Since advancing in Iraq, ISIL has also expanded its reach in Syria, using weapons seized from the fleeing Iraqi army to fight against rival rebel factions in Syria.
Those around Assad now feel that the ISIL threat will force Western leaders to seek a way to work with him against the common foe, said Salem Zahran, a Lebanese political analyst who is sympathetic to Assad and meets Syrian officials regularly.
“The Syrian leadership truly feels that the time of isolation is over.”
STILL STANDING
Assad took power in 2000 after the death of his father Hafez who ruled for three decades. He has held firmly onto control in Damascus since the revolt began, defying confident predictions by Western leaders, including U.S. President Barack Obama, that he would be swiftly toppled.
The revolt, which began with pro-democracy protests in 2011 that Assad dismissed in his speech as the “fake Arab Spring”, rapidly descended into sectarian civil war in which more than 170,000 people have been killed. According to the United Nations, 10.8 million Syrians now urgently need aid.
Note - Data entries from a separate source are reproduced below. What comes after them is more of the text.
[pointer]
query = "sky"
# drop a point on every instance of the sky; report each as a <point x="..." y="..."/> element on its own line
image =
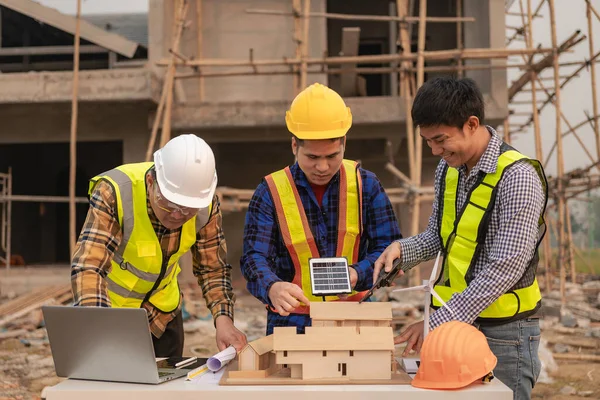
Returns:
<point x="575" y="97"/>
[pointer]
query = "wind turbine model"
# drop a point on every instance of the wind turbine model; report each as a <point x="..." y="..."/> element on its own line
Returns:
<point x="427" y="287"/>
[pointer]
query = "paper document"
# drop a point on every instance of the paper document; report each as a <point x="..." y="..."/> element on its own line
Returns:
<point x="208" y="377"/>
<point x="221" y="359"/>
<point x="197" y="372"/>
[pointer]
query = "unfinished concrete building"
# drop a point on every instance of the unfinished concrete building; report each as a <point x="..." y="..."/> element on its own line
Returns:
<point x="241" y="116"/>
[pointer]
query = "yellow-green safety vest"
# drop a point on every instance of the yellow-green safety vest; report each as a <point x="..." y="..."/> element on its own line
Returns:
<point x="138" y="271"/>
<point x="464" y="237"/>
<point x="297" y="235"/>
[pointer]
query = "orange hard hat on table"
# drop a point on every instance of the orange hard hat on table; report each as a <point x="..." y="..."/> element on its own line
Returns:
<point x="453" y="356"/>
<point x="318" y="112"/>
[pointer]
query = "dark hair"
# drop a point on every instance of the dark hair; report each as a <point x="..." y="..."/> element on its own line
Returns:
<point x="301" y="141"/>
<point x="448" y="101"/>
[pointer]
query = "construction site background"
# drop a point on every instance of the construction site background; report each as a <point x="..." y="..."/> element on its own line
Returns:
<point x="81" y="95"/>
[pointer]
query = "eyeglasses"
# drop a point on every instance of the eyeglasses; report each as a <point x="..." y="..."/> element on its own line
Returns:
<point x="169" y="207"/>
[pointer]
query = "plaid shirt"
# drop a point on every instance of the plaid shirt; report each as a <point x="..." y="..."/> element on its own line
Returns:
<point x="101" y="236"/>
<point x="265" y="258"/>
<point x="510" y="243"/>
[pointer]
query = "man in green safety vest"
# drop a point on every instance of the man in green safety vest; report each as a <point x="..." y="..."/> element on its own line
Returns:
<point x="142" y="218"/>
<point x="488" y="222"/>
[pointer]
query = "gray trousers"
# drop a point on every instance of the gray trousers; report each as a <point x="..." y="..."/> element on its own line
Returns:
<point x="516" y="346"/>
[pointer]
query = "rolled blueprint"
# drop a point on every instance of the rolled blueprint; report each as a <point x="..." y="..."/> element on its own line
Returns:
<point x="221" y="359"/>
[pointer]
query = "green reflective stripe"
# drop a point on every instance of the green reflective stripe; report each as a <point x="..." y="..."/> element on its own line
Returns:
<point x="463" y="237"/>
<point x="127" y="217"/>
<point x="147" y="276"/>
<point x="449" y="203"/>
<point x="121" y="291"/>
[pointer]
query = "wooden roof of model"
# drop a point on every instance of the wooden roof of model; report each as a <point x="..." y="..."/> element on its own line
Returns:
<point x="350" y="310"/>
<point x="335" y="338"/>
<point x="262" y="346"/>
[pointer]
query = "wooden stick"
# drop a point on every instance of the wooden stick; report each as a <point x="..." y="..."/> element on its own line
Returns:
<point x="199" y="45"/>
<point x="399" y="174"/>
<point x="560" y="160"/>
<point x="73" y="138"/>
<point x="593" y="75"/>
<point x="354" y="17"/>
<point x="582" y="258"/>
<point x="506" y="136"/>
<point x="296" y="10"/>
<point x="593" y="9"/>
<point x="571" y="130"/>
<point x="459" y="38"/>
<point x="416" y="209"/>
<point x="535" y="14"/>
<point x="402" y="10"/>
<point x="547" y="261"/>
<point x="305" y="27"/>
<point x="546" y="62"/>
<point x="570" y="243"/>
<point x="165" y="89"/>
<point x="170" y="78"/>
<point x="438" y="55"/>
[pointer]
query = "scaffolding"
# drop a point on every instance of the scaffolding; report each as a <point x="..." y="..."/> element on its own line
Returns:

Western countries lined up from the outset behind the rebels that opposed Assad, but unlike in the case of Libya, where NATO warplanes helped bring down dictator Muammar Gaddafi, they have refused to provide overt military support.
Wednesday’s inauguration comes nearly two years to the day since the nadir of Assad’s grip on power, when bombers managed to strike a security meeting of his inner circle in Damascus, killing close relatives leading his defence.
But although the rebels made further gains, Iran and Lebanon’s powerful Hezbollah Shi’ite militia came to Assad’s aid the following year, the start of a counter-offensive that has seen his forces go on to reclaim wide swathes of territory.
Meanwhile, the rise of Sunni jihadists like ISIL among the rebels has dampened Western enthusiasm for aiding Assad’s enemies, led to infighting within the rebel ranks and bolstered Assad’s assertions that his government is fighting extremism.
Obama threatened air strikes last year after blaming Assad for a poison gas attack that killed hundreds of people in a Damascus suburb. But the United States called off the operation when Assad agreed to give up chemical arms, effectively ending any threat that the West might use force to remove him.
In his speech, Assad dismissed the Syrian opposition abroad as traitors but said he would be willing to work with the country’s internal opposition, without giving details.
He also spoke about government plans for the future such as the need to fight corruption, ideas for religious educational reform and a program to rebuild some damaged areas.
The inauguration featured a display of carefully orchestrated adulation that has been typical of his infrequent public appearances since the start of the war. Dressed in a dark suit, he arrived at the presidential palace in a black car and walked down a red carpet as a military band played. He entered a hall to applause from politicians and religious leaders.
Assad’s government says the election is proof of its willingness to enact democratic reforms. He ran against two other candidates, making it the first contested presidential election in Syria’s history, after four decades of referendums to approve the appointment of Assad and his father. Official returns gave him 88.7 percent of the vote.